Le début de l'année scolaire a déclenché un débat sans précédent parmi les mères cubaines, avec des positions irréconciliables sur l'opportunité d'envoyer ou non leurs enfants en classe au milieu de coupures de courant de plus de 20 heures, de la faim et d'écoles que le régime lui-même reconnaît ne pas être en état de les accueillir.
La polémique a éclaté dans le groupe Facebook «Madres Cubanas Luchadoras 2», où une mère identifiée comme Brenda Martínez a publié un texte qui a rapidement suscité des dizaines de réponses contradictoires. Son argument central : priver les enfants d'études n'est pas la solution, car le savoir est une richesse que personne ne peut leur enlever.
«J'ai vu des milliers de publications disant que mon fils ne va pas à l'école parce qu'il n'y a pas de conditions de vie.

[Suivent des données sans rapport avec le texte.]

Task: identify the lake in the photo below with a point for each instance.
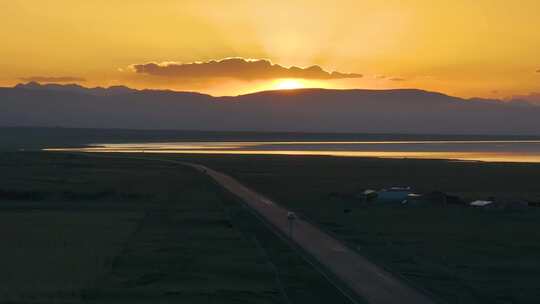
(465, 150)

Mamans, cela ne va pas changer et nos enfants ont le droit d'étudier qu'il y ait ou non de l'électricité, de la nourriture, ou des enseignants», a écrit Martínez, qui a admis qu'elle-même fait face à des manques : sans sac à dos, sans chaussures, sans ceinture, avec des uniformes achetés d'occasion.

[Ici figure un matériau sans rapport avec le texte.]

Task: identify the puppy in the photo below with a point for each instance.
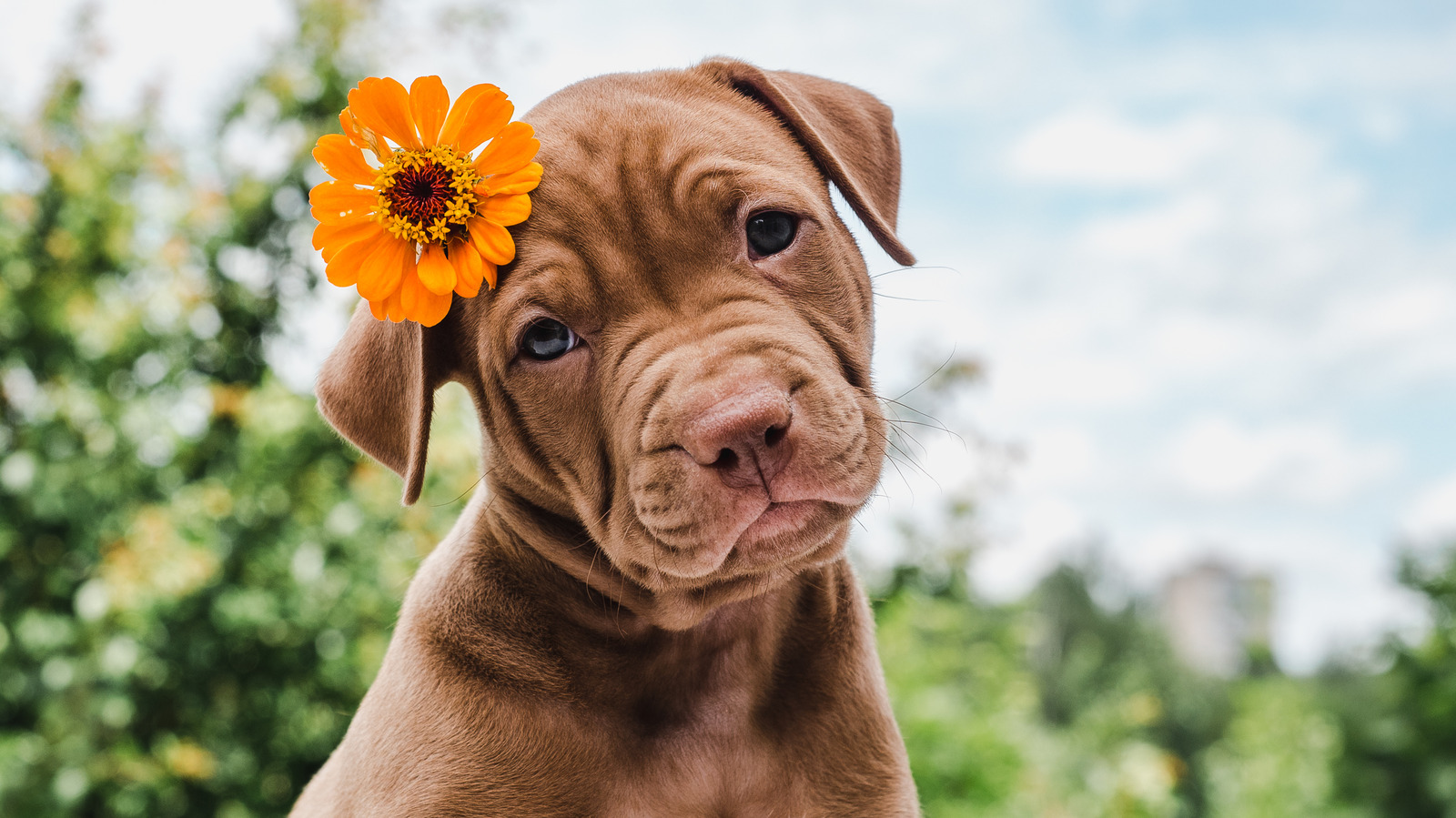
(647, 611)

La réponse d'autres mères a été immédiate et majoritairement critique.
«Bien sûr que nous voulons qu'ils étudient, le problème est : comment penses-tu que des enfants qui ne dorment pas de la nuit, qui n'ont pas de petit-déjeuner à manger le matin, qui le soir, certains avec un morceau de pain et d'autres sans rien... crois-tu vraiment que ces enfants comprennent quelque chose ? », a répliqué une internaute.
Une autre a été plus directe sur les conditions physiques de l'apprentissage : « Il est vrai qu'il n'est pas juste de priver quelqu'un de l'étude, mais il n'est pas juste non plus de ne pas avoir de repos, car pour apprendre et mémoriser, le cerveau doit se reposer. Avec le sommeil, ou plutôt, sans dormir, même une fourmi ne raisonne pas, sans parler du manque de nourriture. »
Certains commentaires ont élevé le débat au niveau politique.
«Le problème va au-delà du fait que les enfants étudient ou non... Voyez-le comme une manière de protester. Un pays entier où les enfants ne sont pas envoyés à l'école, où il y aurait une grève étudiante parce que la majorité d'entre nous n'est pas d'accord avec ce système, serait l'idéal», a déclaré une participante, affirmant que envoyer les enfants équivalait à soutenir le régime.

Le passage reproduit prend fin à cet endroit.